Designing a simple Banking solution

Designing a simple Banking solution

". . (it's never just a 'simple' system) . .

The question that’s never as simple as it sounds

“Design a simple banking system.”

It’s one of those questions that sounds straightforward .. until you actually try to answer it.

We use it a lot in conversations with Architects and Engineers. Not because I’m expecting a perfect design, but because it reveals how someone thinks. Do they jump straight into technology? Or do they pause, challenge the brief, and structure the problem properly?

Because in reality, there is no such thing as a ‘simple' banking system.

 

Starting where the best always start. Clarity

We don’t want those who rush into solutions - they slow things down first!

What does ‘simple banking’ actually mean here?

Are we talking about:

  • A mobile app to check balances?
  • A backend system to manage transactions?
  • Or a scaled digital bank with regulatory oversight?

Even a stripped-back version quickly expands. At a minimum, we’re usually looking at:

  • Creating and managing accounts
  • Depositing and withdrawing funds
  • Transferring money between users
  • Viewing transaction history

And almost immediately, more questions follow:

  • What happens if two transactions hit at the same time?
  • How do we prevent fraud?
  • What level of audit and traceability is required?
  • What happens if a transaction fails halfway through?

This is the point where ‘simple’ starts to reveal its true complexity.

 

Building the backbone (what sits underneath)

Once the requirements are understood, the conversation naturally moves into structure.

At the core of any banking system sits one critical component. THE LEDGER. The single source of truth for all financial activity.

Around that, a typical architecture begins to form:

  • An Account Service to manage users and balances
  • A Transaction Service to handle deposits, withdrawals, and transfers
  • A Ledger to record every movement of money
  • An Authentication layer to secure access
  • A Notification capability to keep users informed

What separates good from great at this stage is explaining why the system is structured this way, how responsibilities are separated, and how data flows between them.

Where things get real. Handling failure

A system that works perfectly in theory is easy to design.
A system that works when things go wrong is where the real thinking begins.

Take a simple transfer:

Money moves from Account A to Account B.

But what if:

  • The debit from Account A succeeds…
  • And the credit to Account B fails?

That’s not a technical inconvenience - that’s a serious business problem.

This is where concepts like:

  • Transaction integrity
  • Rollback mechanisms
  • Event-driven processing

.. start to matter.

We need Architects to design for everything that can go wrong around it.

Scaling the ‘simple’ solution

Of course, nothing stays small for long. As soon as users increase, new pressures emerge:

  • Multiple transactions happening simultaneously
  • The need for fast response times
  • Ensuring data remains accurate across systems
  • Keeping the platform available at all times

Now we’re into conversations around:

  • System scalability
  • Distributed architecture
  • Performance optimisation
  • Resilience under load

And this is often the point where organisations realise their ‘simple solution’ needs a far more considered architectural foundation.

Trust is everything!
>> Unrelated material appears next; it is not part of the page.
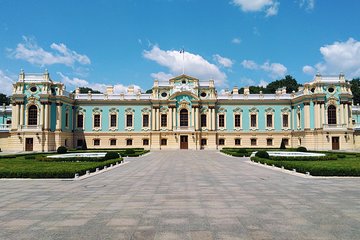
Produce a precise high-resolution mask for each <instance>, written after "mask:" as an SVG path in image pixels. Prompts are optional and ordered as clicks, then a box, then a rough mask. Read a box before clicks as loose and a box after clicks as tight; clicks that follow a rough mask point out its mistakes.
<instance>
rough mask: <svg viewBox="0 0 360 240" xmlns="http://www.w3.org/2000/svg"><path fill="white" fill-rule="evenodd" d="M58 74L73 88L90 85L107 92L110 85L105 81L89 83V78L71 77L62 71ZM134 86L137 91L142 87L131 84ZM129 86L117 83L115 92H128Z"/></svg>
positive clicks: (136, 85)
mask: <svg viewBox="0 0 360 240" xmlns="http://www.w3.org/2000/svg"><path fill="white" fill-rule="evenodd" d="M57 74H59V75H60V77H61V81H62V82H63V83H64V84H65V85H66V86H69V87H70V88H71V89H73V88H76V87H89V88H92V89H93V90H98V91H100V92H106V87H108V86H110V85H107V84H104V83H89V82H88V81H87V80H84V79H79V78H76V77H75V78H69V77H68V76H65V75H64V74H62V73H61V72H58V73H57ZM131 86H134V90H135V92H137V91H138V90H139V89H141V88H140V87H139V86H137V85H131ZM128 87H129V86H125V85H123V84H115V85H114V93H116V94H119V93H121V92H123V93H126V91H127V88H128Z"/></svg>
Security AND compliance

Banking systems don’t just move money - they protect it. That introduces another layer entirely:

  • Identity and access management
  • Encryption of sensitive data
  • Full audit trails for every action
  • Alignment with regulatory frameworks

What’s interesting from a recruitment perspective is how often technically strong candidates overlook this piece, or treat it as an afterthought. In reality, it’s central.
Because without trust, the system doesn’t work - no matter how well it’s engineered.

What this tells me as a Recruiter

Having these conversations day in, day out, I’m less interested in whether someone can design the perfect system. I’m looking for something else entirely.

The best people:

  • Structure problems clearly before solving them
  • Think in systems, not silos
  • Understand trade-offs, not just solutions
  • Communicate complexity in a simple, confident way

Because ultimately, this isn’t just about building systems. It’s about building systems that work in the real world - under pressure, at scale, and with real consequences.

 

Design a simple banking system” is never really about banking. It’s a lens.

A way of understanding how someone approaches ambiguity, complexity, and responsibility.

From where I sit (working closely with organisations shaping these platforms and the people building them) the difference isn’t technical ability alone. It’s clarity, ownership and real-world thinking.

And that’s exactly what sets the best apart.